Parlami d’amore (Italia, 2008) di Silvio Muccino; con Silvio Muccino, Carolina Crescentini, Aitana Sánchez-Gijón, Geraldine Chaplin, Luciana Fuzetti, Giorgio Sgobbi.
Non è il fatto che si parli di un Muccino a far sì che si possa tranquillamente bocciare Parlami d’amore. Nessuna presa di posizione, nessun tentativo di odiare un film che nasce per far accorrere al cinema un certo tipo di pubblico più che per raccontare davvero qualcosa sull’amore (che non sia già stato detto).
Non sono tanto i dialoghi, risaputi quanto a volte teatrali, un po’ fuori luogo (per non usare l’abusato termine imbarazzanti). Non sono poi tanto neanche le situazioni che il film narra. Forse non è neanche Silvio Muccino attore a far sì che il pollice del giudizio sia nettamente verso il basso, anche se è costantemente in scena e sembra cercare il profilo migliore e la luce giusta per apparire più carino.

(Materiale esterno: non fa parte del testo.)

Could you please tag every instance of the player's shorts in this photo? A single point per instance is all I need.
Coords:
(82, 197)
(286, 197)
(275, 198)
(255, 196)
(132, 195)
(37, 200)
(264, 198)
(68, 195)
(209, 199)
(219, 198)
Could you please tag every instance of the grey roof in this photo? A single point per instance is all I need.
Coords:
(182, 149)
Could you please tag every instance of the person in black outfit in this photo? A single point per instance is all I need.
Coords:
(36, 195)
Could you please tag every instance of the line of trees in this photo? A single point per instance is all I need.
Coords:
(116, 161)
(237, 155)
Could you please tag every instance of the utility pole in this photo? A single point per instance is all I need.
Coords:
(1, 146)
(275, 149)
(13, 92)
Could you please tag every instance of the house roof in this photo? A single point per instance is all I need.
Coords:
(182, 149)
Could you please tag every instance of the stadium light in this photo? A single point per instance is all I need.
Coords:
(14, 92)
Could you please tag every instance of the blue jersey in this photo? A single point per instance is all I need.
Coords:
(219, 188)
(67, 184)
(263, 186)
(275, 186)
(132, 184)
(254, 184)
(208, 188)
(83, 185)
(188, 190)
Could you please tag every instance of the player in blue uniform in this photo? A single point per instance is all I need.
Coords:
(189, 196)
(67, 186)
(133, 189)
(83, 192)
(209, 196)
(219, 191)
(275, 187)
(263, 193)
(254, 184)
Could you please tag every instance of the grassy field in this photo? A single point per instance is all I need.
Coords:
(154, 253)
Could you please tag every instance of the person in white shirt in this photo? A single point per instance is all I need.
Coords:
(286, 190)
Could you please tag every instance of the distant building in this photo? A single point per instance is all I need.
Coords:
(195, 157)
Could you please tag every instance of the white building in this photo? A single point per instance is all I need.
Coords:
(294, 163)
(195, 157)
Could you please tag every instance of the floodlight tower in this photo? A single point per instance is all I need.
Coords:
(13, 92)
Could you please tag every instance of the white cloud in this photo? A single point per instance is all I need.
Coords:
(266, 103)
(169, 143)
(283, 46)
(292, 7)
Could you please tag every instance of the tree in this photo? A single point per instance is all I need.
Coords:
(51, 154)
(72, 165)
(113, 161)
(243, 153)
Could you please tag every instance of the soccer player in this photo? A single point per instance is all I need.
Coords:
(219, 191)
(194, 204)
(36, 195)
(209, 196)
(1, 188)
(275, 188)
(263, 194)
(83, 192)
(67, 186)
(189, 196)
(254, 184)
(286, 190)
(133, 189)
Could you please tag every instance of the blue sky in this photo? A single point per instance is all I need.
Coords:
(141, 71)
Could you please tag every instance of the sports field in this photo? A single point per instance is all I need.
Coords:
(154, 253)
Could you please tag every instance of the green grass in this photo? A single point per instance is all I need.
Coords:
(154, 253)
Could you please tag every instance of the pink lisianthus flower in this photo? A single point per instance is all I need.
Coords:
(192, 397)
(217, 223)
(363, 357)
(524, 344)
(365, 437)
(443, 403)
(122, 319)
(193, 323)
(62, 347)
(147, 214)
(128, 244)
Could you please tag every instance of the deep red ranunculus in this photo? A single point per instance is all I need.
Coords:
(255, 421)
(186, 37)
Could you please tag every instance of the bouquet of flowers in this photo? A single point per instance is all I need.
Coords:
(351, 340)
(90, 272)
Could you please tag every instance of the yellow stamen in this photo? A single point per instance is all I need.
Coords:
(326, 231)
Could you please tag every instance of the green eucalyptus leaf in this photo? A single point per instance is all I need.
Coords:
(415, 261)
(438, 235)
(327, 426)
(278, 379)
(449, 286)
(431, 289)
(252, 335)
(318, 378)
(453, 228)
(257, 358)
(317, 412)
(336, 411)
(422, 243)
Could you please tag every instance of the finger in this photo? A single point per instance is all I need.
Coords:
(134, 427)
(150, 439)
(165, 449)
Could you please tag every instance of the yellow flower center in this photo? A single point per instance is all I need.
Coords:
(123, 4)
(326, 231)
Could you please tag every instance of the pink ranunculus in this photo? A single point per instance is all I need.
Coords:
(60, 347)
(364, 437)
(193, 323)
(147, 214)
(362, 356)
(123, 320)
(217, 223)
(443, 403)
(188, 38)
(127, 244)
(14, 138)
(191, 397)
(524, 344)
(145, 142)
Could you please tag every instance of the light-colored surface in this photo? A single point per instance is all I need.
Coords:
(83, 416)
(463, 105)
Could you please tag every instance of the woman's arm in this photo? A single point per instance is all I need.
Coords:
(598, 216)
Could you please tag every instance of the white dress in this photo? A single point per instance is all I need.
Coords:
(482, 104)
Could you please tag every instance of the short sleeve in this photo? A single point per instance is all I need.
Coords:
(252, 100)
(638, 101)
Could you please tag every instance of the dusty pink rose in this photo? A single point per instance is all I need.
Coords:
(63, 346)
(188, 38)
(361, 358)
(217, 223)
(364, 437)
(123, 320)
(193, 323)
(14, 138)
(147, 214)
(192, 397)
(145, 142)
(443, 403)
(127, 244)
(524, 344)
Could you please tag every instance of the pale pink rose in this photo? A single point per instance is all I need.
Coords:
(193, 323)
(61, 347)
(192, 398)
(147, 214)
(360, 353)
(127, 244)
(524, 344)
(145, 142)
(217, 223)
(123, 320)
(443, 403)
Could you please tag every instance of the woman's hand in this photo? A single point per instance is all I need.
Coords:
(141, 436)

Non è neanche l’aspetto tecnico a rendere ufficialmente brutto Parlami d’amore: due-tre movimenti di macchina ci sono pure, i cambi di fotografia potrebbero far pensare che Silvio si sia messo d’impegno nel fuggire dalla piattezza. E manco la colonna sonora, alla fine: tanto Skin sui titoli di coda non manca, e ci sono pure i Chemical (ma nient’altro).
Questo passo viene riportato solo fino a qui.